Generative AI
What does self-encoding do?
Finds contextual dependencies between words. Reflects importance of each word in the sequence with respect to all the words in the sequence
Name a few techniques used for next word generation by the softmax output?
Greedy sampling and Random sampling
What does a token ID represent?
Position in the dictionary of all possible words that the model can work with
What is the training objective of autoregressive models?
Predict the next token based on the previous sequence of tokens
What is in-context learning?
Providing an example in the prompt
What is Few shot learning?
Providing more than one example in the context
What is zero shot learning
Providing no examples in the prompt
Name a couple of generative algorithms?
Recurrent Neural Networks(RNN) and Transformers
What are the highlights of transformers architecture?

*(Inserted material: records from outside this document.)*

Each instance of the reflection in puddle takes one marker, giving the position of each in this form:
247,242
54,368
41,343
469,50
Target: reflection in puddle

1. Scaled to use multi-core GPUs 2. Parallel process input data 3. Use much larger datasets 4. Learn and pay attention to meanings of words being processed
What are the parts of the generative ai project life cycle?

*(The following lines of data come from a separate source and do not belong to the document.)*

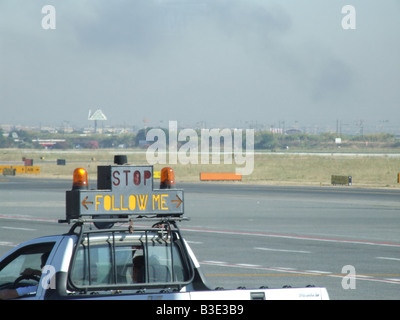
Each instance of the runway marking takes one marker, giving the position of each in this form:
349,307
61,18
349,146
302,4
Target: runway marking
294,237
287,272
282,250
248,265
388,258
7,244
22,229
27,218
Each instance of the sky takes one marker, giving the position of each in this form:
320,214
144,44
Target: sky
214,63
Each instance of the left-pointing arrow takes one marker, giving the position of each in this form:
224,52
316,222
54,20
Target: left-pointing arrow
84,203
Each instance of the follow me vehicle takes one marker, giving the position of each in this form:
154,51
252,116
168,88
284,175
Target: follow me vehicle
135,251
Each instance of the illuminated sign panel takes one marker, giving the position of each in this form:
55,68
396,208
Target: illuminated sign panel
124,190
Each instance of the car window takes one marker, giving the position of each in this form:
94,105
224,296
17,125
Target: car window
29,257
127,261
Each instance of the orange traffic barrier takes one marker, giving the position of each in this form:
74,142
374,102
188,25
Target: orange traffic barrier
220,176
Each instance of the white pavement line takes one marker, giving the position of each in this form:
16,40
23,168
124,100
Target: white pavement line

1. Scope project, 2. Select model, 3. Adapt and align, 4. App integration
What is generative AI?
A subset of machine learning algorithms that find statistical patterns in massive human generated datasets
What is a context window?
A word count restricted text box that allows the users to interact with the models
What are autoencoding models good for?
Sentence classification tasks such as sentiment analysis Token level tasks such as Named Entity Recognition or word classification
What are autoregressive models suited for?
Text generation and zero shot inference
What is a Prompt?
Text provided as input to the model
What is inference?
The act of using a model to generate an output
What does an embedding do?
Converts tokens into token vectors
What is self-attention?
Attention weights between words that have high values
Types of LLMs
Autoencoding Autoregressive Sequence to sequence models
What is a tokenizer and why is it needed?
Converts words to numbers
What is an auto-regressive model?
Decoder only models pretrained using causal language modeling
Whaat does top k config parameter do?
Impacts the number of words in the output by selecting top k probability words
What does the temperature parameter do?
Impacts the randomness of next word prediction. Higher the temperature, higher the randomness.

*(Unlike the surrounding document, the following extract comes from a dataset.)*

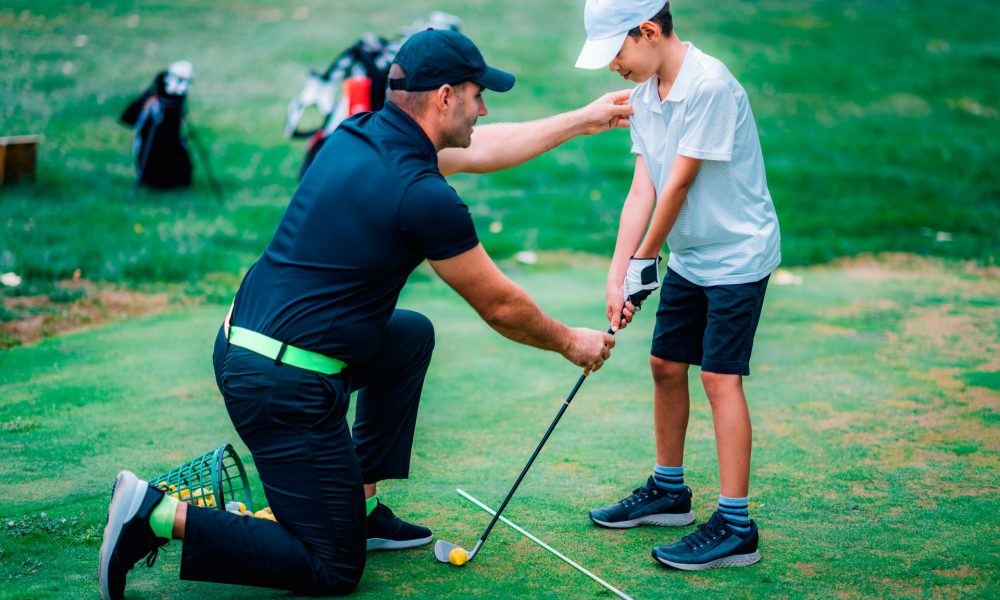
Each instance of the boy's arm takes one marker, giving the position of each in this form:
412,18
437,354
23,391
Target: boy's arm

What does the top p parameter do?
Impacts the words chosen by the total probability restriction
How does the transformer architecture understand context?
It uses attention maps which contain attention weights to each word and also between words
What is completion?
It's the output of the model. Comprises of input text and the output text
What does positional encoding do?
Maintains the position, there by relevance of the word in the sentence
What are large language models?
Models trained on trillions of words over weeks or months using large computing power exhibit properties such as language, break down complex tasks, reason and problem solve.
What is denoising objective for encoder models?
Models trained with masked language modeling are tasked to predict the mask tokens to reconstruct the original sentence
What is the base concept behind chatbots, text generation, translation between languages or machine code, named entity recognition or word classification
Next word generation
Why did Recurrent Neural Networks fail?
Not enough context, homonyms, syntactic ambiguity
What is pre-training an LLM mean?
Phase where the model builds a deep statistical representation of the language(training data)
What are auto encoder models?
They are encoder only models
What is a vector?
Tokens or words converted into high dimensional space where the angle measures the distance between words or mathematically understand the language.